I am wondering what instance type is best for a small cassandra cluster on AWS.
Define "small" :-D
Actually I'd like to compare, or have your opinion about the following instances:
- r5d.xlarge (4vCPU, 19ecu, 32GB ram and 1 NVMe instance store 150GB)
- Need to attach a 600/900GB ESB
- i3.xlarge (4vCPU, 13ecu, 30.5GB ram and 9.5TB NVMe instance store)
Both have up to 10Gb networking.
I see AWS mark i3 as the NoSQL DB instances nevertheless r5d seems bit better CPU wise. Putting a decently sized gp2 EBS I should have enough IOPS especially we think to put commitlog and such on the 150GB NVMe storage.
About the workload: mostly TWCS inserts and upserts on LCS.
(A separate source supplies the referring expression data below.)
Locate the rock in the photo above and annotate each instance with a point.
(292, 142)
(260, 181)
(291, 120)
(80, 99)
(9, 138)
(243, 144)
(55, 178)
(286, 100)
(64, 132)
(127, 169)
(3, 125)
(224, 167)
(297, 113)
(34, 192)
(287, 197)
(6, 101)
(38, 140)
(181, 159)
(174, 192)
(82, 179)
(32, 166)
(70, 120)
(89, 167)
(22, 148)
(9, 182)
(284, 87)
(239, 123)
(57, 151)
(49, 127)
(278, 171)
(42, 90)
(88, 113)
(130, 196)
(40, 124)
So there is a number of trade-offs:
1. With EBS you have more flexibility when it comes to scaling compute power: you don't have to rebuild data directory from scratch. At the same time, EBS performance can be limited by the volume itself (it depends on volume type *and* size), and it can also be limited by instance type. You might not be able to reach max throughput of a big volume with a small instance attached.
2. I didn't try to run Cassandra with i2 or i3 instances. These are optimized for a lot of random IO, though with Cassandra what you should be seeing is mostly sequential IO, so I'm not sure you're going to utilize the NVMes fully. Some AWS features, like auto-recovery, only work with instances using EBS-backed storage exclusively.